Encore plus saisissante, la tonalité d’une gamme d’oraisons funèbres prononcées sur le vif ou publiées par la presse. Alors que les compagnons et complices de Abdeljabbar S’himi, Mohamed Larbi Messari, Mohamed Berrada, Abdallah Stouki, Abderrahim Moudden, Driss El Khouri…, ou ses disciples tels Mohamed Boukhazzar, Najib El Oufi, Mohamed Bachkar, Ouassif Mansour ont formulé des panégyriques empreints de sobriété déférente et de pudeur verbale.

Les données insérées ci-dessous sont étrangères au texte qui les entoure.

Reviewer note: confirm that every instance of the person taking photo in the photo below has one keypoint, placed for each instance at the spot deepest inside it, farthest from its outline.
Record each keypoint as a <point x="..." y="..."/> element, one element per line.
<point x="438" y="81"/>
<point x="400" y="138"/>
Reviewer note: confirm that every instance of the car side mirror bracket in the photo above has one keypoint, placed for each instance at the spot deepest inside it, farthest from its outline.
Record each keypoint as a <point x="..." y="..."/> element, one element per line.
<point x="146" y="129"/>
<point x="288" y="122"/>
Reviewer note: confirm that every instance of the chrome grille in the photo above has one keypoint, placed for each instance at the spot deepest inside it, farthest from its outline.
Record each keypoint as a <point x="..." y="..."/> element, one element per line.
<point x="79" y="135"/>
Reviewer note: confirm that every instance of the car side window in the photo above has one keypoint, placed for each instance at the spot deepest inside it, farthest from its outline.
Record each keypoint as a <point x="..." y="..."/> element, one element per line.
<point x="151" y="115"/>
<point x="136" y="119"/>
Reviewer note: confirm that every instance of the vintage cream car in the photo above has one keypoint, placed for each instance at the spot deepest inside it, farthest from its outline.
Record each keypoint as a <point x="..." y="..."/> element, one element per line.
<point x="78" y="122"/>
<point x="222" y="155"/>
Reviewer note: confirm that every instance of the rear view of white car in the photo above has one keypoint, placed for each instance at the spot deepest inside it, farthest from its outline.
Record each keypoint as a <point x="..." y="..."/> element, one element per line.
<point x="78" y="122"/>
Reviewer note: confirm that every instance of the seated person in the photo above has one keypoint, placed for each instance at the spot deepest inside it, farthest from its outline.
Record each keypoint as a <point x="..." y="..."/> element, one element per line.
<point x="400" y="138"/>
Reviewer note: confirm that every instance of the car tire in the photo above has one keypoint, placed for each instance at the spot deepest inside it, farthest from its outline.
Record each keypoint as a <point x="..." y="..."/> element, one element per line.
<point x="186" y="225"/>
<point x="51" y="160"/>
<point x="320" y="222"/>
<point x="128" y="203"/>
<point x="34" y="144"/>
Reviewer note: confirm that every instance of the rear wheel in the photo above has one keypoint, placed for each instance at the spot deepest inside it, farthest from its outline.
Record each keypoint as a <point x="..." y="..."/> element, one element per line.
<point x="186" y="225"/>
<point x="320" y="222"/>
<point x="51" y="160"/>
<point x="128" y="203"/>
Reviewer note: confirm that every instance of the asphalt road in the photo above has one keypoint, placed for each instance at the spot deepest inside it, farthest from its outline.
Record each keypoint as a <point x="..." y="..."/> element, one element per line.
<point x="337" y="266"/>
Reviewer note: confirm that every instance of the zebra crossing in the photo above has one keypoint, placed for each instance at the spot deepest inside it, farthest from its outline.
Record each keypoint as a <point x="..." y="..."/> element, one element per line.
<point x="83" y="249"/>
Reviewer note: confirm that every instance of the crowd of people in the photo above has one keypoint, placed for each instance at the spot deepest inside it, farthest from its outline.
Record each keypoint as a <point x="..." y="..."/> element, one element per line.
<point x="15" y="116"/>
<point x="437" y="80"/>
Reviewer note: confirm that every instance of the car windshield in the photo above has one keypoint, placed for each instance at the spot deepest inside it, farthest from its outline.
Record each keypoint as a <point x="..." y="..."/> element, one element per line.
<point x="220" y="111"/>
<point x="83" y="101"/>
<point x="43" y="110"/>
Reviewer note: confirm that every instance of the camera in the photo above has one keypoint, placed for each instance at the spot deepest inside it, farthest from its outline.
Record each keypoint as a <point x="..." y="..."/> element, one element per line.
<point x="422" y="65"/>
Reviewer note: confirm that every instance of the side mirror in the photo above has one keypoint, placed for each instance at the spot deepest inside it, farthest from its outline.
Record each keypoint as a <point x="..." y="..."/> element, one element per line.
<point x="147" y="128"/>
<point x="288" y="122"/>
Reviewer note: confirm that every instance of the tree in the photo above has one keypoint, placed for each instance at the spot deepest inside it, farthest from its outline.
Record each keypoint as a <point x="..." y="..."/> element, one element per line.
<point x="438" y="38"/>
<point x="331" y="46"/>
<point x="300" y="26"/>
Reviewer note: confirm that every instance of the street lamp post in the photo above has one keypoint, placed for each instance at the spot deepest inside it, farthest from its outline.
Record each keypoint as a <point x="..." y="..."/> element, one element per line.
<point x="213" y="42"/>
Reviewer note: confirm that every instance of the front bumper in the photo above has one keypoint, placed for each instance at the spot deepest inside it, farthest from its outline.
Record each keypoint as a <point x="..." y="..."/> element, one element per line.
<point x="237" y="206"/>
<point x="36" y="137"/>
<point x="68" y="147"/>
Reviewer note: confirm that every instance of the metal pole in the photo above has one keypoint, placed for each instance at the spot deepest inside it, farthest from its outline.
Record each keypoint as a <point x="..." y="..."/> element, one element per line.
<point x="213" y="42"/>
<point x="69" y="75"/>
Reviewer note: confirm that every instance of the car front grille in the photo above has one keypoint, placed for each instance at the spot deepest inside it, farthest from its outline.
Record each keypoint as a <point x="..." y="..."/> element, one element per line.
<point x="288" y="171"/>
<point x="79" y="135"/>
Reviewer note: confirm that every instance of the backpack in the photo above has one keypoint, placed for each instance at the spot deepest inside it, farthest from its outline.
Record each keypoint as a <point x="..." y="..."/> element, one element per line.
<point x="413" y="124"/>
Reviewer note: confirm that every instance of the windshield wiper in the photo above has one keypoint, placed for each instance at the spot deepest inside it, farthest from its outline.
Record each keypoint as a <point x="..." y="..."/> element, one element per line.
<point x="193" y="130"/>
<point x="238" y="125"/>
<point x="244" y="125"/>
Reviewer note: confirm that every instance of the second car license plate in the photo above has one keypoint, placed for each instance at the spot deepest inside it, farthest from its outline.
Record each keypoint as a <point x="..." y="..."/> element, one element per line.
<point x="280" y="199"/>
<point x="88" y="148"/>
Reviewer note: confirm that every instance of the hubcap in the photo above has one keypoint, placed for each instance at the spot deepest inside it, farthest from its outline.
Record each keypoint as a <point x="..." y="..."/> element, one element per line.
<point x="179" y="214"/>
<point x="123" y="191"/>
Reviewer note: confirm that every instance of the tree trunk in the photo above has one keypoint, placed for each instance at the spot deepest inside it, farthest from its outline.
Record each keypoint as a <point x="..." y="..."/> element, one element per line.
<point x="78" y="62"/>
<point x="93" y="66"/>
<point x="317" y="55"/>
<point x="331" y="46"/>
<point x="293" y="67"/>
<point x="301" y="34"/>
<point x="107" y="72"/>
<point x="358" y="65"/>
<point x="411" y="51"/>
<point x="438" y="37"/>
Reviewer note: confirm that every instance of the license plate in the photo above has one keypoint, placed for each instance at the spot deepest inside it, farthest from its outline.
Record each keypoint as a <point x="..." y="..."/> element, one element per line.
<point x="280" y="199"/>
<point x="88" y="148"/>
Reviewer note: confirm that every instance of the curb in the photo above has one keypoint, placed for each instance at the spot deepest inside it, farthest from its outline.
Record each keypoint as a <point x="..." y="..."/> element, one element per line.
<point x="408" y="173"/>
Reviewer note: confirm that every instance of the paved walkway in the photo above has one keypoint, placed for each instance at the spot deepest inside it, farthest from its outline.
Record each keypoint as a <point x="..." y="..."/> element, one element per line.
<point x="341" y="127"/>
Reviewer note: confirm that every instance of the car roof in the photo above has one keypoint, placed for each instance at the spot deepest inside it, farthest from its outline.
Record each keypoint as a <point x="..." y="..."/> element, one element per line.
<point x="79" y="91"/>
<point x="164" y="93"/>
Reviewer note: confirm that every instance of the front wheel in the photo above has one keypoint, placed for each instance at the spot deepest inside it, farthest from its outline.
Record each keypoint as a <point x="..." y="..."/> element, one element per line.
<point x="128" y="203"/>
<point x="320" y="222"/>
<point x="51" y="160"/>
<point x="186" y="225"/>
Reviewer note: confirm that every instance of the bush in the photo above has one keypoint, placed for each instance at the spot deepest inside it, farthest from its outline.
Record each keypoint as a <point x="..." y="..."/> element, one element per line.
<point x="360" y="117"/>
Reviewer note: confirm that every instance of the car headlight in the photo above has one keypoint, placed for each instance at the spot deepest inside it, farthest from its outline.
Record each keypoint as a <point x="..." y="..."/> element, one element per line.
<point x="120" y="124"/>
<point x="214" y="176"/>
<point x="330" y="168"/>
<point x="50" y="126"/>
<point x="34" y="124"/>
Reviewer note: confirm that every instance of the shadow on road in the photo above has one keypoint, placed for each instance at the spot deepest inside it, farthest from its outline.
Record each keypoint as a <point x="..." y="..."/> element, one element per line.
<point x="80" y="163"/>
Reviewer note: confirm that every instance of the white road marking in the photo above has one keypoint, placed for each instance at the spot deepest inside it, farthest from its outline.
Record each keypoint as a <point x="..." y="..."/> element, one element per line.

Dans les années de braise, S’himi était le sujet d’un horrible malentendu

Cet œcuménisme, feint ou sincère, autour du souvenir d’une des âmes ferventes d’Al Alam ne peut faire oublier, à moins qu’on tienne à jeter un voile pudique sur les injustices de l’histoire, que Abdeljabbar S’himi a été, tout au long des années de braise, l’objet d’un malentendu horrible.
De fait, la gauche fustigeait son «ambiguïté», en soutenant que son progressisme (mot allégrement galvaudé à l’époque) ostensible serait, en réalité, ostentatoire de manière à masquer sa nature viscéralement réactionnaire (le paroxysme de l’opprobre). Bref, il serait un mystificateur. Comble d’infortune, son propre camp, qui lui valait procès en ambiguïté idéologique intenté par la gauche, le considérait avec soupçon, à cause de ses fréquentes sorties de la voie tracée par le parti. Pourtant, dès qu’il a hérité des commandes du très inspiré supplément culturel d’Al Alam en 1969, il a pris soin d’inviter dans ses colonnes écrivains de droite et de gauche, sans exclusive. Et ces derniers n’étaient pas les moins ravis de l’aubaine de voir leurs noms inscrits dans ce journal-référence, qui jouissait d’une grande popularité même auprès des anti-istiqlaliens.
Par un matin printanier de 1957, un homme frappa à la porte d’Al Alam, qui était ouverte. Il avait vingt-cinq ans, ne portait pas beau, était chétif, fagoté et coiffé à la diable. En substance, il ne payait pas de mine, probablement parce qu’il n’était pas né une cuillerée d’argent à la bouche. Très tôt, il dévoila sa profonde nature : un caractère en acier trempé, une énergie débordante, une intransigeance sur les principes et une intraitable exigence. Il se nommait Abdeljabbar S’ himi, un nom obscur, mais qui, à une vitesse prodigieuse, jaillit de son anonymat pour se mettre en lumière.  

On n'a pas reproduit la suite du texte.